When the governor directed all political leaders of the various local government areas to go back to their bases and search out trustworthy folks they consider can help Rivers retain its prime position in the comity of states, what did you think he had in mind?

‘Don’t forget that they are SAs on Political Units Affairs. What it means is that Governor Wike is about to ‘lockdown the state’, if you understand what I mean. He is building a political empire, specifically for the 2023 general election. He is not contesting for anything right now. But he has a governorship candidate that has facilitated his emergence. He knows not all the leaders of the party are for him and many are against him for his stance on the Atiku/Ayu issue. So, he needs a formidable structure with which he can deliver the state to whoever he wants. But be rest assured, after the elections in March, which will be the end of these appointees. Of course we know that all political appointments end with the person whoever authorized the appointments. So, as Wike will be leaving, all these people will also leave. But the after effect is what we all should worry about.”

The party chieftain also noted that recent developments in the state chapter of the PDP may make it difficult for all party faithful to work honestly for the party.
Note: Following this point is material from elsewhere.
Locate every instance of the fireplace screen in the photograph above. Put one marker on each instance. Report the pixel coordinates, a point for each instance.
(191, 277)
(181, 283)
And it is perhaps for that reason that the governor made the timely decision to flood the spaces that could be empty with nobody to man them during the election early to avoid regrets.

“What many do not know also is the fact that there is a whole lot of discontentment within the party.

Imagine the State House of Assembly humiliating a man of the stature of Celestine Omehia. That is not all, many of the elders are not happy. So to avoid any regrettable development on the day of election, you can now see that it is a kind of proactive move to ensure no space is left unoccupied.”

He told The Point that the governor has not broken any known law, and nobody can sue him for the actions he has taken as a governor on behalf of the state.

“Lets be clear on this, the governor has not broken any law to my knowledge. He has the right to appoint, especially indigenes of the state to vacant positions. The only qualm as far as I am concerned is the morality behind the appointment. But then, in politics, morality counts for little.”